Faire leur généalogie, c'est sortir les esclaves de l'oubli

Catégorie : Histoire, Martinique  |  le 15 Juillet 2011 par Guillaume de Morant

« Am I not a man and a brother ? », illustration du célèbre médaillon anti esclavagiste dessiné par William Hackwood ou Henry Webber pour le compte de Josiah Wedgwood, vers 1787

Donner une identité aux esclaves afin de pouvoir les honorer, c'est le sens de la mission généalogique que s'est fixée le Comité Marche 98. Cette association née il y a 13 ans pour faire reconnaître la réalité de la mémoire de l'esclavage aux pouvoirs publics a connu un beau succès. En 2009, elle a obtenu que la journée du 23 mai soit reconnue comme date de commémoration des victimes de l’esclavage, devenant officiellement la Journée nationale des mémoires de la traite, de l'esclavage et de leurs abolitions.

Mais le CM 98 a d'autres ambitions, généalogiques celles-ci : l'association fait de la recherche d'affiliation historique entre les aïeux esclaves et leurs descendants, afin que ceux-ci puissent honorer leur mémoire. Jusqu'ici, "cet encombrant aïeul était vécu comme suffisamment honteux pour n’être pas considéré et honoré comme un parent à part entière", regrette Serge Romana, le président de CM98 dans un entretien donné à Caraïb Creole News. Depuis 2006, l'association a donc organisé un dispositif de recherches généalogiques à partir d’un événement générateur, l’attribution officielle de patronymes aux “nouveaux libres” après l’abolition de l'esclavage par décret le 27 avril 1848. Une manière de recréer le lien parental avec les aïeux, esclaves sans noms enfouis dans l’oubli.

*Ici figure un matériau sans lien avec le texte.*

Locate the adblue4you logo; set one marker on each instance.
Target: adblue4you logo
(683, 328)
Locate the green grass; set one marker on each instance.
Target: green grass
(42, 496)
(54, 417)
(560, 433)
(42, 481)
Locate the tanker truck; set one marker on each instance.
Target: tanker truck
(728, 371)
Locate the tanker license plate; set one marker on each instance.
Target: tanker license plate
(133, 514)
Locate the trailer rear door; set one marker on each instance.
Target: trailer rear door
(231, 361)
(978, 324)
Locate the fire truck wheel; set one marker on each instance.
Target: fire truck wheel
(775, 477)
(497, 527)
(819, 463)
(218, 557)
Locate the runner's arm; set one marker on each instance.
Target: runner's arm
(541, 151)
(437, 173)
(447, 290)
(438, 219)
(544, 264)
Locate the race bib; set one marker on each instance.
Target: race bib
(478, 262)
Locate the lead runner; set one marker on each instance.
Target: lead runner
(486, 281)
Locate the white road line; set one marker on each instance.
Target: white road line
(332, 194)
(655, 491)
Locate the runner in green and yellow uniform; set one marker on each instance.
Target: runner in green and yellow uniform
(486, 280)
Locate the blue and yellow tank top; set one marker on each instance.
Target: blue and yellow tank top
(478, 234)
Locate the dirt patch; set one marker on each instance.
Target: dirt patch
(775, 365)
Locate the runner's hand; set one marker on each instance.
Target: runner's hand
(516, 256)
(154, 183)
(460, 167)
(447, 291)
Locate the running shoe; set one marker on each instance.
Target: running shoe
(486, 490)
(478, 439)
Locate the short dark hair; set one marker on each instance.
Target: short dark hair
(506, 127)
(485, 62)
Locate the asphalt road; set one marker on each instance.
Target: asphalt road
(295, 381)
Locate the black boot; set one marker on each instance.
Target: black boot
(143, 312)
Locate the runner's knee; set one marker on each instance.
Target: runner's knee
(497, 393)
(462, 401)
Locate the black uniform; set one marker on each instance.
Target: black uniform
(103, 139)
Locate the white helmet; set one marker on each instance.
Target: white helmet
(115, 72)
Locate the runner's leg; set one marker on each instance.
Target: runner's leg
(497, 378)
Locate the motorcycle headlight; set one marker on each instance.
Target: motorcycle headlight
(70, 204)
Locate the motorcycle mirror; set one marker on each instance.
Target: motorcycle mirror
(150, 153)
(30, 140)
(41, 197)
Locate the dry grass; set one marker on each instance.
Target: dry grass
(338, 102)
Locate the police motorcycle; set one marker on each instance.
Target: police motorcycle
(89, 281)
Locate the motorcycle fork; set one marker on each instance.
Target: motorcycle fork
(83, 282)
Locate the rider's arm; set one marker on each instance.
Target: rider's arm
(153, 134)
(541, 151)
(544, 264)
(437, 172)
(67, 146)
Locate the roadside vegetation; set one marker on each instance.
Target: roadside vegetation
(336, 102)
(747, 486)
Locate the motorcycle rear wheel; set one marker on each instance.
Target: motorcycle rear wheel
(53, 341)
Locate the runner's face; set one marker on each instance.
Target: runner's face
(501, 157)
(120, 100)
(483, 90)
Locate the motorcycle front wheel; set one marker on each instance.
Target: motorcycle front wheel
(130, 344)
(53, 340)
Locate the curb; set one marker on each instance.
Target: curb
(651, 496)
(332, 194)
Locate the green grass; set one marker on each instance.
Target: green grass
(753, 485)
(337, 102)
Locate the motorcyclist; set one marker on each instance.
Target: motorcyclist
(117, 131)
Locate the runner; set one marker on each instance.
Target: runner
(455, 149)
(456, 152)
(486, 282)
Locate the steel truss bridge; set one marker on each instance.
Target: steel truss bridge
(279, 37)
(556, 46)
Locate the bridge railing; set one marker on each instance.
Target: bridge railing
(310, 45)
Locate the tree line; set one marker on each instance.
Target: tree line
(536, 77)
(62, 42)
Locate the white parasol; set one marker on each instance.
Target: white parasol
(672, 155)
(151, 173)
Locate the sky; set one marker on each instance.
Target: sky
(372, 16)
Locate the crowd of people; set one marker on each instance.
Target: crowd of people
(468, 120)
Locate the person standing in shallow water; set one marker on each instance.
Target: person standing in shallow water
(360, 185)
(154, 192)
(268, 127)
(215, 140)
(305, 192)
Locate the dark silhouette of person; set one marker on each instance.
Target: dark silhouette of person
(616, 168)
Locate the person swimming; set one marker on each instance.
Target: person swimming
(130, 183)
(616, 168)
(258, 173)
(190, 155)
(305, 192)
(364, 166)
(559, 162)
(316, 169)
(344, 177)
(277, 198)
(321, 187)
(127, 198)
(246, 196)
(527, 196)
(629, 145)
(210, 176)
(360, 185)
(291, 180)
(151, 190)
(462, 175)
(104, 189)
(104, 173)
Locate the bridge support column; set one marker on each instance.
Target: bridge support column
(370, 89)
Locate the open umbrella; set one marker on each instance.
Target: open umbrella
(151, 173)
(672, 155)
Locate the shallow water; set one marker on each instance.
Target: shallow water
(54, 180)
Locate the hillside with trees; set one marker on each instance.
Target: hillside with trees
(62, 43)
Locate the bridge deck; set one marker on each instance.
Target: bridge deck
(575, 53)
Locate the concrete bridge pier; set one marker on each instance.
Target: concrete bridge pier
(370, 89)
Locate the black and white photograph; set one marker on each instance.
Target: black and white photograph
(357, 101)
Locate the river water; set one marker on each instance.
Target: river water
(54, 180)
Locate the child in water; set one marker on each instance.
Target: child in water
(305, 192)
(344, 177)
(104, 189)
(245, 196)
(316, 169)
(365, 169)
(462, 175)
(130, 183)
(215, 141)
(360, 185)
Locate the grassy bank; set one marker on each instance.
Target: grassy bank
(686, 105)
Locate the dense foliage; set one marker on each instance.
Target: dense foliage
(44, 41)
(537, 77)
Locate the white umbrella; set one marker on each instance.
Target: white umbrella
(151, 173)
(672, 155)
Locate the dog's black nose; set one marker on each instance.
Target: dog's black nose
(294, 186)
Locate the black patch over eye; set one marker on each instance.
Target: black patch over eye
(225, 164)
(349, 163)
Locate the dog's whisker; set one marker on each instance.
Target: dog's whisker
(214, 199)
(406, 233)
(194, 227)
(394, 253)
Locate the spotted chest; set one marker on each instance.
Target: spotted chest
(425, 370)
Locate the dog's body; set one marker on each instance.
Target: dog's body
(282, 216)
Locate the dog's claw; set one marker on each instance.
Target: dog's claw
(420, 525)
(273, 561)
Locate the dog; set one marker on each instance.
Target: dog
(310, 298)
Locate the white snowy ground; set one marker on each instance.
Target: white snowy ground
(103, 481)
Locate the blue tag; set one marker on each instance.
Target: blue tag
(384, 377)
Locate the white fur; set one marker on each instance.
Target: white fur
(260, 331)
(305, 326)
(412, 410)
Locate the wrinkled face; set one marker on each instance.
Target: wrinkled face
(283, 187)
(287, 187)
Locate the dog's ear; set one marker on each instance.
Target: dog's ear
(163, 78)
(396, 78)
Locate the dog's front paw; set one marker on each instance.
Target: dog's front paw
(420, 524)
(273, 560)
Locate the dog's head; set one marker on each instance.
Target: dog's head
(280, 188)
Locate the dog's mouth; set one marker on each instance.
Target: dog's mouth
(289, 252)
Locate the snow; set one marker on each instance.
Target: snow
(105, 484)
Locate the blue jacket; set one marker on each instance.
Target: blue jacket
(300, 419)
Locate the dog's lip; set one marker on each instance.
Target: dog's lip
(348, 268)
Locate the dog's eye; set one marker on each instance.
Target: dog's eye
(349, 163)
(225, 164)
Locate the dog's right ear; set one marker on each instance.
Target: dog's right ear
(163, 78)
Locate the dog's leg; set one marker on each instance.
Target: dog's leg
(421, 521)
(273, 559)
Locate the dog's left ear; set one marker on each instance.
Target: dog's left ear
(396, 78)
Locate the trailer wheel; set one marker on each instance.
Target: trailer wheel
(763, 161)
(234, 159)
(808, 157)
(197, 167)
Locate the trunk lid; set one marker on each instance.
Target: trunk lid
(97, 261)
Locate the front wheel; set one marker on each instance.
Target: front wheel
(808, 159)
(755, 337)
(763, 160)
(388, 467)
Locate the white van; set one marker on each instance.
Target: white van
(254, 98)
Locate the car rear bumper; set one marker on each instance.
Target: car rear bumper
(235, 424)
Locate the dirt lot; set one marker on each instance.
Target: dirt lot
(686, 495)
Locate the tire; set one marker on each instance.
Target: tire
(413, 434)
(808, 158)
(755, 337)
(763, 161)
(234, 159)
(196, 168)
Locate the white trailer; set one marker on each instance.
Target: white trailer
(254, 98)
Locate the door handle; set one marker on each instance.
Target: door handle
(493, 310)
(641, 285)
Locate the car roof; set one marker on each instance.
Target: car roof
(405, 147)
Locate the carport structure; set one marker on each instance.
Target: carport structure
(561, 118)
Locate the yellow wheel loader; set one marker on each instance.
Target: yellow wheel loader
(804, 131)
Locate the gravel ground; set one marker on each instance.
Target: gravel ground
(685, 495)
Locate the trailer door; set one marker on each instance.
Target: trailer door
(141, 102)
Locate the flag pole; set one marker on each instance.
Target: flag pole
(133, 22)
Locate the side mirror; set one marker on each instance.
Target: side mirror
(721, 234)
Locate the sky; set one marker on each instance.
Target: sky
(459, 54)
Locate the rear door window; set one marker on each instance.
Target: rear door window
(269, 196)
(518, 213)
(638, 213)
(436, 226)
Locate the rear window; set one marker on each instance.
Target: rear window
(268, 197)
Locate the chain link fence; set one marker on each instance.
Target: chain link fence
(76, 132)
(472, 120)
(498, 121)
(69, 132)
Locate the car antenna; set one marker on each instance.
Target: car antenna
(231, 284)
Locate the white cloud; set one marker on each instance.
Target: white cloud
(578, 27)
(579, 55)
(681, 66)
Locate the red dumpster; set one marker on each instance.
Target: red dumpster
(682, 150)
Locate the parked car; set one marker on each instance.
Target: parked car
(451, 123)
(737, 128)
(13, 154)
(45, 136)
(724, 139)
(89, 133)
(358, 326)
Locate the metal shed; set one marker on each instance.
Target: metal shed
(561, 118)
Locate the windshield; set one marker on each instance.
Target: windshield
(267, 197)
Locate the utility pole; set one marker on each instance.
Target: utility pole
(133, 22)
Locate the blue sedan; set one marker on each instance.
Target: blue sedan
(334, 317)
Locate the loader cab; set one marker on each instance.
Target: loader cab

Pendant 5 années, une centaine de bénévoles a investi les Archives à la Martinique et les Archives Nationales dans l’Hexagone, déchiffrant, recopiant des centaines de registres concernant ces “nouveaux libres” Guadeloupéens, Martiniquais, Guyanais et Réunionnais sortis de l’esclavage. Après 1848, rien qu'en Martinique et Guadeloupe, ils furent ainsi près de 160.000 hommes, femmes et enfants à être nommés par les officiers de l’état civil pour remplacer un prénom et un numéro de matricule. Plongés dans ces précieux documents, les bénévoles en ont tiré une base de données devenue incontournable. Cet outil mémoriel de référence a servi à bâtir le “Mémorial des Noms de l’Abolition”, puis à éditer le livre “Non An Nou”, pour la Guadeloupe et “Non Nou”, pour la Martinique publié fin juin.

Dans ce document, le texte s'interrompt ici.